When I was growing up consent wasn't something anyone was really talking about. Our mantra was "No Means No!" but that did little for those of us who inexplicably lost our voices at the worst time. This left those of us who had faced sexual assault or rape feeling like we were in the wrong for having said nothing. All we had to do was say no, right?
Then "Only Yes Means Yes" came on the scene, long after I was married, and I thought: "Wow, I wish this had been around when I was younger!". Its amazing how powerful words can be! But then the strict consent movement came along, and like a lot of people, I wondered what would that look like? What would it have been like when I was dating? Were we talking long forms and a signature before every sexual encounter? Every kiss? People have been consenting sexual partners for millenniums without all of this right?
Well yes and no. For every consenting individual there are plenty that were simply silent, which is really the aim of the campaign. I was one of those individuals, and my first sexual assault occurred when I was 12. I was too scared to say no, and had I been asked I would have said no. When I'm asked, and I have been asked, I feel like the other person respects my decision. But another debate has emerged within the larger debate regarding whether consent is necessary: Is consent sexy, and should it be sold that way? In other words does saying that "consent is sexy" undermine the fact that it is necessary?
I firmly believe that consent can be sold this way, because whether it is legal or not matter little to high school or college kids. Underage drinking is illegal but that rarely stops anyone! Legality is hardly the issue. Consent sounds corny and it needs a new PR campaign, badly! So I will tell you the story of the time a man asked for my permission, how I reacted, and whether it was really sexy or not.
I was 20 when I met him and I had just come to visit him and my friend in college, for a concert. We spent the whole day together, the majority of it in the apartment he shared with a friend. All we did was watch movies and cuddle and I thought surely he's going to kiss me. Then he gave me a back rub, the go to move of guys everywhere, and I swore he would make a move. He didn't. Then it was time for bed and we just laid there talking. Before we even hit the hay he asked me if it was ok to take his shirt off, he didn't want to make me uncomfortable. He decided to leave it on anyways.

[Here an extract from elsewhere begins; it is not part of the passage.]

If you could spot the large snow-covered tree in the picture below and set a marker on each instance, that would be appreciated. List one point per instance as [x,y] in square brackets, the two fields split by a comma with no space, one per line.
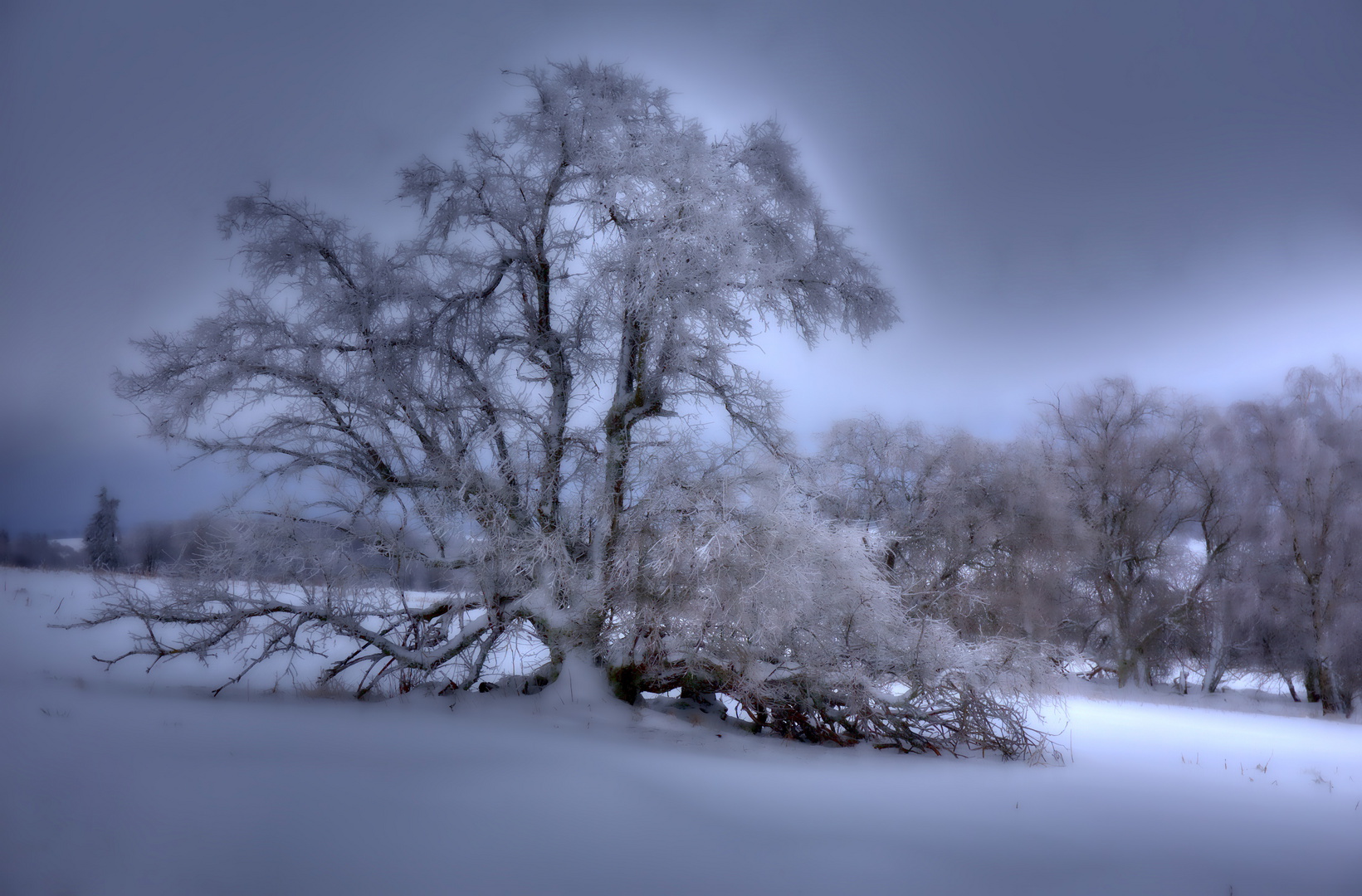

So there we were, just talking until early in the morning, and then he asked me: "Would it be ok if I kissed you?" No one had every asked me that! Every guy had just kind of lunged at me, and it was always awkward, bad aim, very quick as if they thought if they didn't do it quick enough I'd stop them. I was taken back by the request and so happy he had finally said something! Of course I happily said yes and it was the sweetest, most romantic thing that had every happened, up until that point! I mean a like an aggressive guy just as much as the next girl, but there's a time and a place.
Then about a month later we were fooling around, one thing led to another, and BAM we were having sex, ha ha. I figured he understood that I was totally into it, I just didn't want to say: "lets have sex." I felt awkward about the whole thing. Then in the middle of it he just stops. Gets really weird and excuses himself. I took me a good day to figure out what was going on: he stopped because he wasn't sure its what I wanted. Keep in mind I was, and am, a Christian and had professed that I wanted to wait. (We're all human!) So in his mind I was doing something that I didn't believe in and had possibly been pressured in to. When I found out that was what had happened I was relieved and it was really sweet. Sure when we were in the middle of it, it was confusing, and we both should have been upfront from the very beginning. But the way he handled it, when he thought it wasn't what I wanted, was really cool.
I am married to that man and have been for 6 1/2 years. We have an amazing sex life that is based on good communication. I'm very honest about what I want and like, and I speak up when I don't like something. As a sexual assault and rape victim its very important for me to speak up when I'm triggered, and my husband is a very understanding man. I've taught him how to be aggressive, ha ha, with a good use of safe words and boundaries, because he's still the man that worries about pushing my boundaries. After being pressured into so many things before I was ready, or that were contrary to my character, its very freeing to be with someone who does not want me to do anything I don't want to do. When a woman feels safe she's more likely to sexual express herself, and if she's having a good time you will too! So yes consent is sexy!